Artificial neural networks-based multi-objective optimization of immersion cooling battery thermal management system using Hammersley sampling method


DÖNMEZ M., KARAMANGİL M. İ.

CASE STUDIES IN THERMAL ENGINEERING, cilt.64, 2024 (SCI-Expanded) identifier identifier

  • Yayın Türü: Makale / Tam Makale
  • Cilt numarası: 64
  • Basım Tarihi: 2024
  • Doi Numarası: 10.1016/j.csite.2024.105509
  • Dergi Adı: CASE STUDIES IN THERMAL ENGINEERING
  • Derginin Tarandığı İndeksler: Science Citation Index Expanded (SCI-EXPANDED), Scopus, Compendex, INSPEC, Directory of Open Access Journals
  • Bursa Uludağ Üniversitesi Adresli: Evet

Özet

This research optimizes lithium-ion battery module cooling through immersion cooling, addressing pressure drop and after discharge average cell temperature. Using the Hammersley method, various module designs are generated.
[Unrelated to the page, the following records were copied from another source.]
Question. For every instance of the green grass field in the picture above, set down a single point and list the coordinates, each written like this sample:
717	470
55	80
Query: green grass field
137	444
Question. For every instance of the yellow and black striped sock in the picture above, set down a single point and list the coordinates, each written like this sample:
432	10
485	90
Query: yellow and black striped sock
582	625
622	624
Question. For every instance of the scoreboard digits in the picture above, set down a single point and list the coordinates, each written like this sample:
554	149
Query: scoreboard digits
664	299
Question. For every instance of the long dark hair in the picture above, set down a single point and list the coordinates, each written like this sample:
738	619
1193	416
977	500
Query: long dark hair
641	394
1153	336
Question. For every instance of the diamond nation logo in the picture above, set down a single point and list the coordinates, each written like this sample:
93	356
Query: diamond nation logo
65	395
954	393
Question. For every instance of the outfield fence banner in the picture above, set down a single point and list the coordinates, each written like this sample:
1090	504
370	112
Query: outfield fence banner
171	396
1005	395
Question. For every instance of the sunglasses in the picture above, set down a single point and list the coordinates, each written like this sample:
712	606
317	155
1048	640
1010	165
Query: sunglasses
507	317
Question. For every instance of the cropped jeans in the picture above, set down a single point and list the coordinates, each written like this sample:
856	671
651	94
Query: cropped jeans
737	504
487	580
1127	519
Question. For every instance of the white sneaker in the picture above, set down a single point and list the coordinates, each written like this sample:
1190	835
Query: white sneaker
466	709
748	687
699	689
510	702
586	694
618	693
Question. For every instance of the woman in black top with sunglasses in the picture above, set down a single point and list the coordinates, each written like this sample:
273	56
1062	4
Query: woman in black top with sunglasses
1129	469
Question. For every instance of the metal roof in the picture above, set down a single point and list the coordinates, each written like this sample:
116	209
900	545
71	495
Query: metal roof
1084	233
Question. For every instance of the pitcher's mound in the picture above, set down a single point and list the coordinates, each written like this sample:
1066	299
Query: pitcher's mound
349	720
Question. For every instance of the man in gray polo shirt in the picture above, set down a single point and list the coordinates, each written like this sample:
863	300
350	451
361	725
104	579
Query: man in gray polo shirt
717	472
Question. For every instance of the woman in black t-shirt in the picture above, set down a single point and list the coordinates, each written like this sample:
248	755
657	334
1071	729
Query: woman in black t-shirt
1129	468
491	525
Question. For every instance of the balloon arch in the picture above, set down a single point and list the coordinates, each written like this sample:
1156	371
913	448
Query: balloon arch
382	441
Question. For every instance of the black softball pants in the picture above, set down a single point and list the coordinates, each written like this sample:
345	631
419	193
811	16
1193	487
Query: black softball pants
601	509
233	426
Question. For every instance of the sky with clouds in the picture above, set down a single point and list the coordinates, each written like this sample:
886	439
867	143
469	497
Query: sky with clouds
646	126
Multi-objective optimization, using ANN-based multi objective genetic algorithms, is conducted on a 16S1P configuration at 4C discharge and 0.008 kg/s. The optimized design achieved an 83 % average cell temperature reduction at a 4C discharge rate and 0.008 kg/s compared to an uncooled battery cell, while also reducing the pressure drop by 88.6 % relative to the base design. The pressure drop is approximately 12 Pa at a mass flow rate of 0.02 kg/s, with an average cell temperature of 3.13 degrees C in the optimized design. This represents a 68.4 % reduction in pressure drop compared to the base design, which experiences approximately 40 Pa at a lower mass flow rate of 0.008 kg/s. Additionally, the optimized design achieves a 20.8 % reduction in average cell temperature, lowering it from 3.95 degrees C in the base design to 3.13 degrees C. These findings highlight improved pressure and thermal performance in lithium-ion battery modules, with implications for enhanced design and operation. Future work could extend these optimizations to various battery chemistries and conditions.